Well, as one of my kind and empathetic blog buddies reminded me on Saturday, during a few stern pep talks, this is the “warts and all” blog so I will tell true.
I still feel like I have been punched in the gut.
I cannot watch the Brexit coverage without getting anxious and knotted. Everytime I see or hear anything French related I can feel myself on the verge of tears. Honestly.
I have ranted at my daughter (I have never before, in 39 years, ranted at this poor child)
I truly feel that at the last hurdle we have been dealt a sickening blow.
It’s not panic, it’s realism. I do not care a hoot whether this will devalue our French properties (we did not buy in France just because you get a lot for very little price wise) we did not buy as a property investment.
We invested in ourselves, in our wish to live in a particular place in a chosen country which we love and have huge empathy for. Where we are happy.

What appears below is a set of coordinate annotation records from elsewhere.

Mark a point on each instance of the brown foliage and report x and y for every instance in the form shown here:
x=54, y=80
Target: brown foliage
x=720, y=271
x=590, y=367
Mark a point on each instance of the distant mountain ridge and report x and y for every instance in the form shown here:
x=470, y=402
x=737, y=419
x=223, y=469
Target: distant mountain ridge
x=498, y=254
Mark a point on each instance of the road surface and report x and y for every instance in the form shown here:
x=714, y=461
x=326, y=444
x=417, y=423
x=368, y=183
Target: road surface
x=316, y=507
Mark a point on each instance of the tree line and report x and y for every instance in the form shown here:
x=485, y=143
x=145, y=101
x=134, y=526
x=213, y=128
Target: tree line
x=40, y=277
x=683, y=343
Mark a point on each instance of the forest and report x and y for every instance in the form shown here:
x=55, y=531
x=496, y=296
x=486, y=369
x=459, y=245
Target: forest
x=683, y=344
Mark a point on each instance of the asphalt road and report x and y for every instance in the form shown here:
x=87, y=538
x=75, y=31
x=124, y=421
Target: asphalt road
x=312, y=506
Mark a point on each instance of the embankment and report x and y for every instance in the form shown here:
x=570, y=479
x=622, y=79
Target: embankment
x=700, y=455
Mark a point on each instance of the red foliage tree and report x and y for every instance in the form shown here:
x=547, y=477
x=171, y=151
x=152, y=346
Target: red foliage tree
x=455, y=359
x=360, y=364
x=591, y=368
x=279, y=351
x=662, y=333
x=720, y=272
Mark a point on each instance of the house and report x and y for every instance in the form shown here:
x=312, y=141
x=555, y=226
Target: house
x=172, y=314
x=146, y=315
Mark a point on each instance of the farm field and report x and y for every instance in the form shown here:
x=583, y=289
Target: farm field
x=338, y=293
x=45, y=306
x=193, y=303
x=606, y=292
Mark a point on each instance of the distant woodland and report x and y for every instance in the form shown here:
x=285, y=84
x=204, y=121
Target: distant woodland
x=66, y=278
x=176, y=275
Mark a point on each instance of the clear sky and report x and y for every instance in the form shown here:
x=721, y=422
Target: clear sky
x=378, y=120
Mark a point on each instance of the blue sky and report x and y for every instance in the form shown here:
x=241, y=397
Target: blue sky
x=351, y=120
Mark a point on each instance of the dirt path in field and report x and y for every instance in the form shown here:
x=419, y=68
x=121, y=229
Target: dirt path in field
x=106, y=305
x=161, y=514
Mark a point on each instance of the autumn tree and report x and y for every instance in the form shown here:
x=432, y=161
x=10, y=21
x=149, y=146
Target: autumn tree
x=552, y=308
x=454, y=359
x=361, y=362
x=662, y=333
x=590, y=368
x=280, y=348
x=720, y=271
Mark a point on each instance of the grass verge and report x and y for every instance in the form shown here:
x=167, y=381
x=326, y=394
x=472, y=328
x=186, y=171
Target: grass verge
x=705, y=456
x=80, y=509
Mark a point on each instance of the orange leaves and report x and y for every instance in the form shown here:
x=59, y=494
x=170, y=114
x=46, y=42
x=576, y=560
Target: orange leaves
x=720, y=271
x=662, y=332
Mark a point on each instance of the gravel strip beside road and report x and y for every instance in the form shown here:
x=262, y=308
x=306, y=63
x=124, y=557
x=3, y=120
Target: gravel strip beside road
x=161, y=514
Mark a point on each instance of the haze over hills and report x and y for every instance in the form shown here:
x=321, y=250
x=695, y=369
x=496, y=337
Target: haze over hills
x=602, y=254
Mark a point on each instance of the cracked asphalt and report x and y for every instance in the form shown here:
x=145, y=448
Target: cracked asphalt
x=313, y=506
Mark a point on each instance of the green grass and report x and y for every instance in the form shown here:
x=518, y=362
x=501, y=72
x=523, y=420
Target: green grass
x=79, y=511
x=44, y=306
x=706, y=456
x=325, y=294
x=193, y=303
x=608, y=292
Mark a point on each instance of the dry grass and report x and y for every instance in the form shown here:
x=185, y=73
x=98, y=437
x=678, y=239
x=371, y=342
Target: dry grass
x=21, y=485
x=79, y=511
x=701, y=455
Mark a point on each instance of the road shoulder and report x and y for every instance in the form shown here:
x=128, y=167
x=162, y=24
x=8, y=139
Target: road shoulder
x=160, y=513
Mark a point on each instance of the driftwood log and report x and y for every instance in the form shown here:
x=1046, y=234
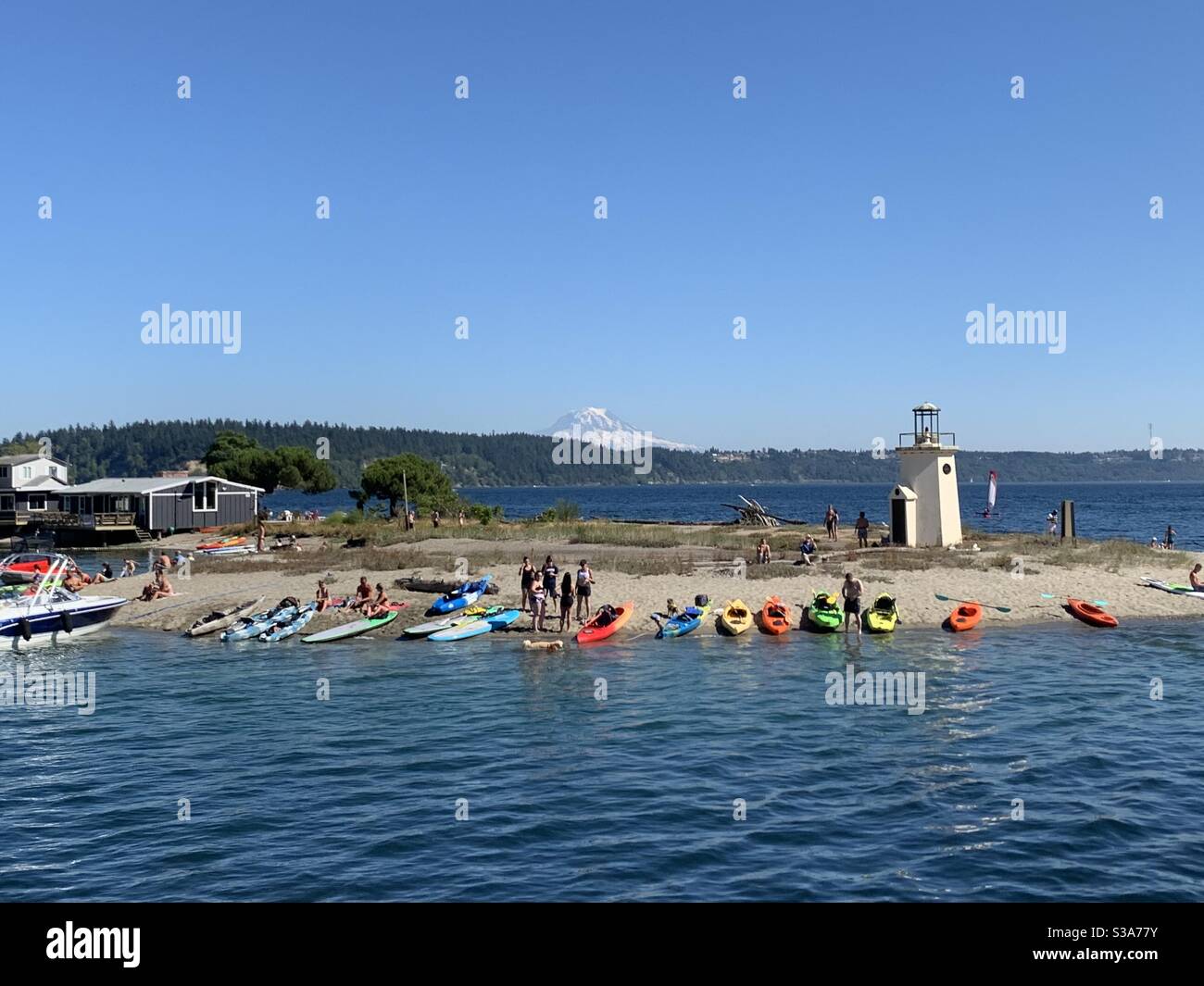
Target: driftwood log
x=758, y=516
x=442, y=586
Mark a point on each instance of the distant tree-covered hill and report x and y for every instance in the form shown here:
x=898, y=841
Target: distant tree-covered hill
x=512, y=459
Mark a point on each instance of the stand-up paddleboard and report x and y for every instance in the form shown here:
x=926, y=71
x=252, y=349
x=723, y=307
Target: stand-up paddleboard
x=1175, y=589
x=349, y=630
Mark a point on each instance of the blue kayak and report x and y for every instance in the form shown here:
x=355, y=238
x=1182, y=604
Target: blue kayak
x=462, y=632
x=504, y=619
x=681, y=624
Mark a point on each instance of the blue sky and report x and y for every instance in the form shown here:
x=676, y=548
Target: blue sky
x=718, y=208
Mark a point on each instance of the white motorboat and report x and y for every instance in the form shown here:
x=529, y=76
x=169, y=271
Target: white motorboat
x=53, y=614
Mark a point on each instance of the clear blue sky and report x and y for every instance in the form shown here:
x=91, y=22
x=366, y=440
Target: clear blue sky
x=717, y=208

We are not indulging in a cheap second home with a bit of sunshine thrown in. This isn’t a fashionable accessory. This wasn’t a whim. This is our future. We can’t afford any more knockbacks.
OK I’m still ranting.
So, I dealt with it over the weekend by various distraction techniques;
I scrubbed the house, delivered furniture to the prettiest village in Buckinghamshire and followed Trev’s reliable base paint work by hand painting and waxing some pine shelves in a rather Swedish Country motif.
Started reading a fat art history book I bought ages ago . It all helped, but I am still profoundly unsettled. Literally.